Tanto quiso Pacheco a don Diego, que le dió su hija por mujer. «Después de cinco años de educación y enseñanza, le casé con mi hija, movido de su virtud, limpieza y buenos portes, y de las esperanzas de su natural y grande ingenio». «Y porque es mayor la honra de maestro que la de suegro, ha sido justo estorbar el atrevimiento de alguno que se quería atribuir esta gloria quitándome la corona de mis postreros años». Página misteriosa es la de los amores de Velázquez. Quizá su matrimonio fué hechura exclusiva de su maestro, sin que la pasión tuviera la menor parte. Influído por Tristán y por lo tanto por el Greco, afianzóse el artista en su vigor de colorido, al brillo de la gloriosa luz veneciana. Es en 1622. Velázquez va a visitar El Escorial, y para ello parte para la Corte con buenas recomendaciones y con el encargo de hacer el retrato de Góngora.
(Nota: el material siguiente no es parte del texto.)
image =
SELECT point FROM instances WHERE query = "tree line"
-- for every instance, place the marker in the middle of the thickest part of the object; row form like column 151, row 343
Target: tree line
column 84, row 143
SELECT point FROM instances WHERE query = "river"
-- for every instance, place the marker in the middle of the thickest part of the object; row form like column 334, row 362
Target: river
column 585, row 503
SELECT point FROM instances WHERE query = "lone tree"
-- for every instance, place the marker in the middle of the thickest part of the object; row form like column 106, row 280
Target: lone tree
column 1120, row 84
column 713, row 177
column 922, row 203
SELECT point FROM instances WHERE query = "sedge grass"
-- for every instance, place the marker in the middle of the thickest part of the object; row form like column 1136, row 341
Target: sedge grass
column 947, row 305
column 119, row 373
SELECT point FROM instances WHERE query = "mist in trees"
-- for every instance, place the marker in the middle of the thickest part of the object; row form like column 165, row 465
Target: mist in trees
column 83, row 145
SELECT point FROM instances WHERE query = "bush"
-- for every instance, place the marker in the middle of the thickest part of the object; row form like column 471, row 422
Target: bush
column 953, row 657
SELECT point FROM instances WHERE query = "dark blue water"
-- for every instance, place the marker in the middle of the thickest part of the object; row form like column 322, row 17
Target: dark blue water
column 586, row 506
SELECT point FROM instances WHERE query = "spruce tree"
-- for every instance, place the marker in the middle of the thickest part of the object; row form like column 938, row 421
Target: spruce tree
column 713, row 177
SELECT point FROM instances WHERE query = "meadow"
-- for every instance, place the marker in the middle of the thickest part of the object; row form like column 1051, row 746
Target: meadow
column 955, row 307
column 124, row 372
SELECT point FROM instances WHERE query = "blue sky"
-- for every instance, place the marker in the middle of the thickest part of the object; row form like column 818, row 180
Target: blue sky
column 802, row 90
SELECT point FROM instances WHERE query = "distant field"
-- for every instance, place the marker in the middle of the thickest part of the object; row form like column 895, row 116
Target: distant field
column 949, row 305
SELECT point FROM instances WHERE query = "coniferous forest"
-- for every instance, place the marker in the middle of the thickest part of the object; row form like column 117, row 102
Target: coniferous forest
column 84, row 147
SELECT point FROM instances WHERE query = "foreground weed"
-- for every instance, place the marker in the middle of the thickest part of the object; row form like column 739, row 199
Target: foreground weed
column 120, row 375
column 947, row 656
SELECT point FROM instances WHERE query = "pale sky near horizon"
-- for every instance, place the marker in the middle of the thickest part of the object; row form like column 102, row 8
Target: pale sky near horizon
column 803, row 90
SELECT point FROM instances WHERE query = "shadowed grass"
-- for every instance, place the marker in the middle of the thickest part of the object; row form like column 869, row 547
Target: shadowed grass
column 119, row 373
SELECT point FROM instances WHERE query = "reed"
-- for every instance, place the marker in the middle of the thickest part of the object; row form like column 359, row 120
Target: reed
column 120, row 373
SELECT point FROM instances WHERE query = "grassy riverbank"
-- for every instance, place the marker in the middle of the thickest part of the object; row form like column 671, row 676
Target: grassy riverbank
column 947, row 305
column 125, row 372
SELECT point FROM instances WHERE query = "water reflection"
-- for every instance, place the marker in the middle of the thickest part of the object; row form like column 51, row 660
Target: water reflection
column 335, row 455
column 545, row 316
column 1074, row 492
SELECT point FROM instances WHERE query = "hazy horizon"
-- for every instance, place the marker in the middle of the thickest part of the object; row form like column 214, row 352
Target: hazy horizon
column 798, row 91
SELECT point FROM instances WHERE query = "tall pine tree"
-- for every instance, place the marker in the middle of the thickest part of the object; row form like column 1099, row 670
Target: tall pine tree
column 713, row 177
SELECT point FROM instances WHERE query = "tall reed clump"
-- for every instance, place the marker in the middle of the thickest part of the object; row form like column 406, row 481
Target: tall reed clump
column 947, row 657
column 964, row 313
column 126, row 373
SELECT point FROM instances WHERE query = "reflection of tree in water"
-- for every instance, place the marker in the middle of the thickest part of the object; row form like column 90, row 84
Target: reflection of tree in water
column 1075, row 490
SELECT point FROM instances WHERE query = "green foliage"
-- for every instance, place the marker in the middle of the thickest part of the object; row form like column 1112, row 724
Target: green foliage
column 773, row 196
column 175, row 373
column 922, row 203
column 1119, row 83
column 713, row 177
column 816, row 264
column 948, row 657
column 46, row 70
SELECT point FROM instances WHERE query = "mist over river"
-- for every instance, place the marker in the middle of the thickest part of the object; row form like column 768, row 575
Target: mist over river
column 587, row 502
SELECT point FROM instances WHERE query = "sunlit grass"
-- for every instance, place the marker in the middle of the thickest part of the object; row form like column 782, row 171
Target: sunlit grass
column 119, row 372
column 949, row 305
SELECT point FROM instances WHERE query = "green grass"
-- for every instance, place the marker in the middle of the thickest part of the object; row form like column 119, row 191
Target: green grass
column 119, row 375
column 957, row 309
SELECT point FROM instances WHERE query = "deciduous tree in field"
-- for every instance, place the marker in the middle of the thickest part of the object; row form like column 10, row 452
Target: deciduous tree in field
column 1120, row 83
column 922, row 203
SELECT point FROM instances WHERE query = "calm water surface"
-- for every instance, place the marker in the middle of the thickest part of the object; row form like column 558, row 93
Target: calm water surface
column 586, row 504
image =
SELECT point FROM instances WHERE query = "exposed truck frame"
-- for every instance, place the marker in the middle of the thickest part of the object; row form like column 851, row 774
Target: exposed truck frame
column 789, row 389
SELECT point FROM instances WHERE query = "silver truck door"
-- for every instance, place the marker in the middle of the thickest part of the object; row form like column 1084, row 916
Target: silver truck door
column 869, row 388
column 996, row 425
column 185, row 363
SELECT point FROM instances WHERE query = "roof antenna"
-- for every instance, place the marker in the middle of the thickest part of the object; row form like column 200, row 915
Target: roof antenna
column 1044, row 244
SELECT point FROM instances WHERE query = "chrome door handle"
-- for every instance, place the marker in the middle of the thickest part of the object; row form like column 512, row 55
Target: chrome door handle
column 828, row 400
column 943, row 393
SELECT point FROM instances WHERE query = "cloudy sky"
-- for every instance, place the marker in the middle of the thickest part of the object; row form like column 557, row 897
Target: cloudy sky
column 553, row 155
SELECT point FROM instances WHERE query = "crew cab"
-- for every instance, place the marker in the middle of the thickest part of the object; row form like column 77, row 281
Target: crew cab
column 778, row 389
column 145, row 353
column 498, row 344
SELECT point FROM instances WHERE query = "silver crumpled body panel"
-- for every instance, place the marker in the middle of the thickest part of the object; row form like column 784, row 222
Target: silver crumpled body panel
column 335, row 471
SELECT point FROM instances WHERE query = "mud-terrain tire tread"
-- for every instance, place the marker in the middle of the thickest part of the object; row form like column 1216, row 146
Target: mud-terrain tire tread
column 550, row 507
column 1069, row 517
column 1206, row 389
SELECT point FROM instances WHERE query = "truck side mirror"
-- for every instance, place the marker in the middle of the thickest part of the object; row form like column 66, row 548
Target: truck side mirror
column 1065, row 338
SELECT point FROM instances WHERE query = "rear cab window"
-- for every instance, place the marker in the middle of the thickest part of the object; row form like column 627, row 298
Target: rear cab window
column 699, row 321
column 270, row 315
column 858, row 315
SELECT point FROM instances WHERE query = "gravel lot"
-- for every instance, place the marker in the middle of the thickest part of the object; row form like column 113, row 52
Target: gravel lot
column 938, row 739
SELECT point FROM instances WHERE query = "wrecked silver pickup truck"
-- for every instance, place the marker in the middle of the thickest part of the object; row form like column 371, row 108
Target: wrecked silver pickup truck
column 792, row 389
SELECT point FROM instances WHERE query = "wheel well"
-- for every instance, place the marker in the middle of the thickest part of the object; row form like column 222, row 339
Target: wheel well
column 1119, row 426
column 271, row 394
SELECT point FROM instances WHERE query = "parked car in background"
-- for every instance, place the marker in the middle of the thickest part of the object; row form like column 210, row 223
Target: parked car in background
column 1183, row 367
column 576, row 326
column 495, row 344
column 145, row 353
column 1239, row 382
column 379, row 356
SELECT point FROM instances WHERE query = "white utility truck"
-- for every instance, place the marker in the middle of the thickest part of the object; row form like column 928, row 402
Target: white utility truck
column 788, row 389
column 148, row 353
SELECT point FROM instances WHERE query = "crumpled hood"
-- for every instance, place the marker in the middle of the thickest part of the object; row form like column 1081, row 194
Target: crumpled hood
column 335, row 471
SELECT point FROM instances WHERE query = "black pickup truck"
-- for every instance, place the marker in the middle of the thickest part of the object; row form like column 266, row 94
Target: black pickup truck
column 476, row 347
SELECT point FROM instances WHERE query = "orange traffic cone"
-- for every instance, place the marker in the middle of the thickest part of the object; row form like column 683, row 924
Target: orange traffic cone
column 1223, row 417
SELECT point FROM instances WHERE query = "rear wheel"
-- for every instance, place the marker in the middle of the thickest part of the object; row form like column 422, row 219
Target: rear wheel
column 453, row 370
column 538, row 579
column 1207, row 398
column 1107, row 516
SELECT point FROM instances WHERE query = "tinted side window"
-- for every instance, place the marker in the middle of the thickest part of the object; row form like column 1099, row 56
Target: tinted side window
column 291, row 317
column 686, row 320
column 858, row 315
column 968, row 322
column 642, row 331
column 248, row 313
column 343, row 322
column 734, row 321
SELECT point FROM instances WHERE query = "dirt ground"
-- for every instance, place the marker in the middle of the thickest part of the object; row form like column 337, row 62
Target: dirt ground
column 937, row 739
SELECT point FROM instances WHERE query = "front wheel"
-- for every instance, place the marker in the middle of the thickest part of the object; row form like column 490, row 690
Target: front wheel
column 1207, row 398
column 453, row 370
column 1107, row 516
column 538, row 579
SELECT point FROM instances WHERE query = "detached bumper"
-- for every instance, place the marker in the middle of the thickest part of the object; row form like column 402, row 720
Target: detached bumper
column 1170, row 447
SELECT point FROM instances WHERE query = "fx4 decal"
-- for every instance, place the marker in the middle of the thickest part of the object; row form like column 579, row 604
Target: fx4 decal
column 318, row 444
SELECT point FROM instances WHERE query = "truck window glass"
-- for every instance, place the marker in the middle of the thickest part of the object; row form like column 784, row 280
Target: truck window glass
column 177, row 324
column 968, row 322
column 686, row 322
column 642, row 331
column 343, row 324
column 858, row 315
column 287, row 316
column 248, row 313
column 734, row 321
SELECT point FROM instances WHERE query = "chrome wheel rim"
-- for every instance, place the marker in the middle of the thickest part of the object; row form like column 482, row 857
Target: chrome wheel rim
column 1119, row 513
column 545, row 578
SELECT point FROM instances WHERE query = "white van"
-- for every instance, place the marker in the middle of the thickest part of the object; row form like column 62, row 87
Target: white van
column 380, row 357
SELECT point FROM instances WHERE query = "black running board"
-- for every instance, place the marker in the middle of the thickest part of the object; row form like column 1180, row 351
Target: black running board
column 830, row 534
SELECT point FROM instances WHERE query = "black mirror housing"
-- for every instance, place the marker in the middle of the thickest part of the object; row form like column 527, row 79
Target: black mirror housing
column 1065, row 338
Con buen viento llega, y le reciben sus paisanos los andaluces, entre los cuales estaba la alta influencia del conde-duque de Olivares. De allí a poco, hace el retrato del rey. En este orden siguen los años que duró la vida del pintor, con gran copia de documentos, con cartas curiosas; con papeles en los cuales se ve que no era muy envidiable el puesto de Velázquez en Palacio, a pesar de todo lo que entonces era considerado como una honra. Al artista se le concedió la comida palaciega en esta forma: «Diego Velázquez, mi pintor de Cámara, he hecho merced de que se le dé por la despensa de mi casa una ración cada día en especie como la que tienen los barberos de mi cámara, en consideración de que se le debe hasta hoy de las obras de su oficio que ha hecho para mi servicio; y de todas las que adelante mandare que haga, haréis que se note así en los libros de la casa. (Hay una rúbrica del rey). En Madrid, a 18 de septiembre de 1628.—Al conde los Arcos, en Bureo».

Como ésa hay otras tantas llamativas notas en el grueso volumen del señor Villaamil; y en cuanto a la parte de la obra artística, análisis de los cuadros, legitimidad de algunos dudosos, y otros puntos de esta especie, dicho libro es de aquellos que no deben faltar en la biblioteca de un Museo, o de un artista estudioso; y es una lástima que no se ponga a la venta, por las razones que dejo expuestas anteriormente.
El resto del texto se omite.